Go on social media today and you will see a multitude of oft-repeated Mother’s Day tributes. Or regretful statements about celebrating Mother’s Day when a mother has passed.
This year I join that club as it’s the first Mother’s Day since my mother passed. But Mother’s Day, even when she was alive and well, was fraught with anxiety for me. The choosing of an appropriate card took hours. Because my mother and I were not close. She wasn’t the mother I wanted her to be. Nor, I realized in my more mature years, was she capable of being that kind of mother.
So I couldn’t send her a card filled with lies about what a wonderful mother she was or how close we were. How she’d always been there for me, cheering me on in all of my endeavors.

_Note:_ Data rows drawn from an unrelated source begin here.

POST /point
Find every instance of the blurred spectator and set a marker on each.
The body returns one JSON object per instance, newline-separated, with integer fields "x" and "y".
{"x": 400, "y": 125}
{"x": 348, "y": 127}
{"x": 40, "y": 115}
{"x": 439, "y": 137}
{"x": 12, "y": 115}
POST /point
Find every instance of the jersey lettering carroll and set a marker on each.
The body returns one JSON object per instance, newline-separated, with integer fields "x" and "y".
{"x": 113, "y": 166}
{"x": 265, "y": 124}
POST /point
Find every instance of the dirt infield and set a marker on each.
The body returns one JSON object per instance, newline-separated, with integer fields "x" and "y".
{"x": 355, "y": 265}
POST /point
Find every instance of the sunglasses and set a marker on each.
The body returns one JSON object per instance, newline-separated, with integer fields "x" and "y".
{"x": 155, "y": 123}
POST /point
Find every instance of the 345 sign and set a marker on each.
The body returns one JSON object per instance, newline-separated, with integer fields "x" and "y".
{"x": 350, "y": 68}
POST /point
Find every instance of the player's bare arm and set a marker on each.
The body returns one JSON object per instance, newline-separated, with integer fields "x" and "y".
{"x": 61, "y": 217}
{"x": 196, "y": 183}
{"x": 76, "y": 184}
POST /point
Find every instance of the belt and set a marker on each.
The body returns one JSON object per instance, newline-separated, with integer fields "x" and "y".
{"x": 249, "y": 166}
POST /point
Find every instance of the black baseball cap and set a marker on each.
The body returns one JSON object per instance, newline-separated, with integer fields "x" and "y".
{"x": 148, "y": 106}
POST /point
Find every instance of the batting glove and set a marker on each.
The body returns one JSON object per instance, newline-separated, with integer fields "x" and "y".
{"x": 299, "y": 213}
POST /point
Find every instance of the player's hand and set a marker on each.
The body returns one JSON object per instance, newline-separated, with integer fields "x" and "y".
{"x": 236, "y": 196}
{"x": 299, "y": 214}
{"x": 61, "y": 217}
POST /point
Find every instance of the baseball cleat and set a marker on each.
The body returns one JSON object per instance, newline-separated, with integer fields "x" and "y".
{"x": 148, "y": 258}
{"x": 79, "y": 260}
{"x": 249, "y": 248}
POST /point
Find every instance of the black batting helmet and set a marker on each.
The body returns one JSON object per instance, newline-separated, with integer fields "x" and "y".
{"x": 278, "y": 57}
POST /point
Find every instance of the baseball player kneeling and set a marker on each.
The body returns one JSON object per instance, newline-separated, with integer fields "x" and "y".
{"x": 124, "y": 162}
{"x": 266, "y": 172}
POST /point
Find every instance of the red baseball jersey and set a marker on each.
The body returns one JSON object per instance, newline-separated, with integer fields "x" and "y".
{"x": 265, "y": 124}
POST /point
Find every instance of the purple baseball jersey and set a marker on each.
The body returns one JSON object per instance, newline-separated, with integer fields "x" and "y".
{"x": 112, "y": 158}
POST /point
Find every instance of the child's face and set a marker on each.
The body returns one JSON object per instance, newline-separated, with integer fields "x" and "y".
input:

True, she was technically always there. But enthusiasm was not part of her mothering style.
I had to find a generic card that didn’t go too deeply on sentiment or untruths. Added to that? I had to find something similar for my mother-in-law. I read a lot of Mother’s Day cards over the years. I tried to be the “good” daughter. But I was never going to be the daughter my mother would have liked. I guess that made us even.
But one thing my mother taught me was I did not want to have a relationship with my children like the one she had with me. I did my best to let them grow up to be who they were instead of trying to force them into a mold of my own choosing. To say I made mistakes along the way would be putting it mildly. I made a ton and we all lived with the regret.

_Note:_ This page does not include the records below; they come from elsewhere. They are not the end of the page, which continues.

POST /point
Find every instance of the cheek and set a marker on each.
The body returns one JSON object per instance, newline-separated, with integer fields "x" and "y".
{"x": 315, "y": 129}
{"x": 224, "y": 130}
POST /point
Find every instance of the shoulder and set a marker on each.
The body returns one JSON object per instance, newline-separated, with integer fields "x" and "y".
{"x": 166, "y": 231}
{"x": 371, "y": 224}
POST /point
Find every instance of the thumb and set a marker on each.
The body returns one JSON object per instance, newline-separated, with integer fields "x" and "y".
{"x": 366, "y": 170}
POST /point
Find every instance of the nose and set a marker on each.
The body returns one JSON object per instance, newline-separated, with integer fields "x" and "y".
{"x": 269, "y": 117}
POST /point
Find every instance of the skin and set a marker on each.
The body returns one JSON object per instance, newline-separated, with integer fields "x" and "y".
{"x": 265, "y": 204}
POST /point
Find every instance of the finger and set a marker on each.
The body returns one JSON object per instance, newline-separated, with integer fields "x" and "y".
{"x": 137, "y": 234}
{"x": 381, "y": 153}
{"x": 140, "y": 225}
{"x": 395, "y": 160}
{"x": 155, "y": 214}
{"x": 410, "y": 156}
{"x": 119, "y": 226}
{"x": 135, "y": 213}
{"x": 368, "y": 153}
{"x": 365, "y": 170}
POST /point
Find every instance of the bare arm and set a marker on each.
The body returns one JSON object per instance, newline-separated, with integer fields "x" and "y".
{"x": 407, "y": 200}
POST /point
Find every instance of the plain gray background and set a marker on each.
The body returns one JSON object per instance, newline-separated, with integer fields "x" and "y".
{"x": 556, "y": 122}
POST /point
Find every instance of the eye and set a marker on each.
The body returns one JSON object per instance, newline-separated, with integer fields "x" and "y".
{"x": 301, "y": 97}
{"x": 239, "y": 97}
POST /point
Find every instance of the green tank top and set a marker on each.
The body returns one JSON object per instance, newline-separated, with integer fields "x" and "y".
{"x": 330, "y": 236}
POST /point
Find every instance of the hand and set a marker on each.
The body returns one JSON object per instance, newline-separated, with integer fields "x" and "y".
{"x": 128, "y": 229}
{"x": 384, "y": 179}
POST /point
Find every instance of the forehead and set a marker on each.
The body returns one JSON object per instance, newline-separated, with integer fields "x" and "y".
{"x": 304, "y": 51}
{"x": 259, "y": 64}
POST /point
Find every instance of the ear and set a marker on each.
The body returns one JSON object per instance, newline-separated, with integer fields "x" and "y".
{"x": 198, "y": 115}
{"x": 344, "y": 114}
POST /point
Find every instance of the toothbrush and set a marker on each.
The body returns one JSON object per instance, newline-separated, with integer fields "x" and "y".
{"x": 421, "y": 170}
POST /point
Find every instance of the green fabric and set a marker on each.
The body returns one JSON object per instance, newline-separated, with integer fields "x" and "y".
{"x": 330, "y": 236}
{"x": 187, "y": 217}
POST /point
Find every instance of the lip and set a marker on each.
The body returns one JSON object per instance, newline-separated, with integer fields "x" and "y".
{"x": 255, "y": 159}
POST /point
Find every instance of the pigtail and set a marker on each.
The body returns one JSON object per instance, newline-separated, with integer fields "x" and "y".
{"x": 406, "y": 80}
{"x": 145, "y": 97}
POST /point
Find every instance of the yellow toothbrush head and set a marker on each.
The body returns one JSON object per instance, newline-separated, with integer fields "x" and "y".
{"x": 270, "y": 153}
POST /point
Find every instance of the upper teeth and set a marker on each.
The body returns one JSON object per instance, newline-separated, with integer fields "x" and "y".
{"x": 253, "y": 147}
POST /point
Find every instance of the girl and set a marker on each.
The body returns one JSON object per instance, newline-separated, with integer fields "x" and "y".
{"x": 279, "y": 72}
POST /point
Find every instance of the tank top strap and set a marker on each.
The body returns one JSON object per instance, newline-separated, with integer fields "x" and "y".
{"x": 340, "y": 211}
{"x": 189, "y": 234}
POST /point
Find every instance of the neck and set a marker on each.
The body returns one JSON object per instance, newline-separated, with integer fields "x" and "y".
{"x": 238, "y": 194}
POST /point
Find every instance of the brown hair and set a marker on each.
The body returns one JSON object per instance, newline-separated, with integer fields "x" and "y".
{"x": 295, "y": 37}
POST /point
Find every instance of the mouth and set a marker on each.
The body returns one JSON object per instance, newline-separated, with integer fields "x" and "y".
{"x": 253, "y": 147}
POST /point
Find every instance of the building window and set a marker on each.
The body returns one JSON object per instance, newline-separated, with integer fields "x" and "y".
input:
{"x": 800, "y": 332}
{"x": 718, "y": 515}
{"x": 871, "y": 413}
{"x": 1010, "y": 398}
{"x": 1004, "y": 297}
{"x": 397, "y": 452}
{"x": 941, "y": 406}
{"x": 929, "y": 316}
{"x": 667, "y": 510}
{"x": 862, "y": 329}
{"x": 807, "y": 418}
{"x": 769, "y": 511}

But today? I get the kind of greeting card from my daughter I never could have, in good faith, sent to my mother.
Children may not always become who their parents hoped they’d be. And children may not always have the kind of parents they wished for. But my mom taught me many valuable lessons for which I am grateful. She professed to love me, and I believe that was true, even if she didn’t love me the way I needed her to.
I know now parenting is not easy. As a child I didn’t understand my parents were who they were. Human beings with flaws and hopes and dreams and disappointments and baggage.
I thank my mother for all she did, and I can see now she was the mother I was supposed to have. Because she helped shape me into the kind of person who raised the kind of daughter who sends me the kind of Mother’s Day card I could never send to her.